The operations themselves and the protocol built on 
top of QEMUFile used throughout the migration 
process do not change whatsoever.

An infiniband SEND message is the standard ibverbs
message used by applications of infiniband hardware.
The only difference between a SEND message and an RDMA
message is that SEND message cause completion notifications
to be posted to the completion queue (CQ) on the 
infiniband receiver side, whereas RDMA messages (used
for pc.ram) do not (to behave like an actual DMA).

Messages in infiniband require two things:

1. registration of the memory that will be transmitted
2. (SEND only) work requests to be posted on both
   sides of the network before the actual transmission
   can occur.

RDMA messages much easier to deal with. Once the memory
on the receiver side is registed and pinned, we're
basically done. All that is required is for the sender
side to start dumping bytes onto the link.

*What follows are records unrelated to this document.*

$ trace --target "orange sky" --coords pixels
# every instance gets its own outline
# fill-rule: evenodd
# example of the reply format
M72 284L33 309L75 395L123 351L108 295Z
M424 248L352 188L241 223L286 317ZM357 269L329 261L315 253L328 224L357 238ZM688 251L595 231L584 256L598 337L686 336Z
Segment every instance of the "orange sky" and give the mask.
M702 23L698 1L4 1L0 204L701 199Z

SEND messages require more coordination because the
receiver must have reserved space (using a receive
work request) on the receive queue (RQ) before QEMUFileRDMA
can start using them to carry all the bytes as
a transport for migration of device state.

After the initial connection setup (migration-rdma.c),
this coordination starts by having both sides post
a single work request to the RQ before any users
of QEMUFile are activated.

Once an initial receive work request is posted,
we have a put_buffer()/get_buffer() implementation
that looks like this:

Logically:

qemu_rdma_get_buffer():

1. A user on top of QEMUFile calls ops->get_buffer(),
   which calls us.
2. We transmit an empty SEND to let the sender know that 
   we are *ready* to receive some bytes from QEMUFileRDMA.
   These bytes will come in the form of a another SEND.
3. Before attempting to receive that SEND, we post another
   RQ work request to replace the one we just used up.
4. Block on a CQ event channel and wait for the SEND
   to arrive.
5. When the send arrives, librdmacm will unblock us
   and we can consume the bytes (described later).

qemu_rdma_put_buffer(): 

1. A user on top of QEMUFile calls ops->put_buffer(),
   which calls us.
2. Block on the CQ event channel waiting for a SEND
   from the receiver to tell us that the receiver
   is *ready* for us to transmit some new bytes.
3. When the "ready" SEND arrives, librdmacm will 
   unblock us and we immediately post a RQ work request
   to replace the one we just used up.
4. Now, we can actually deliver the bytes that
   put_buffer() wants and return. 

NOTE: This entire sequents of events is designed this
way to mimic the operations of a bytestream and is not
typical of an infiniband application. (Something like MPI
would not 'ping-pong' messages like this and would not
block after every request, which would normally defeat
the purpose of using zero-copy infiniband in the first place).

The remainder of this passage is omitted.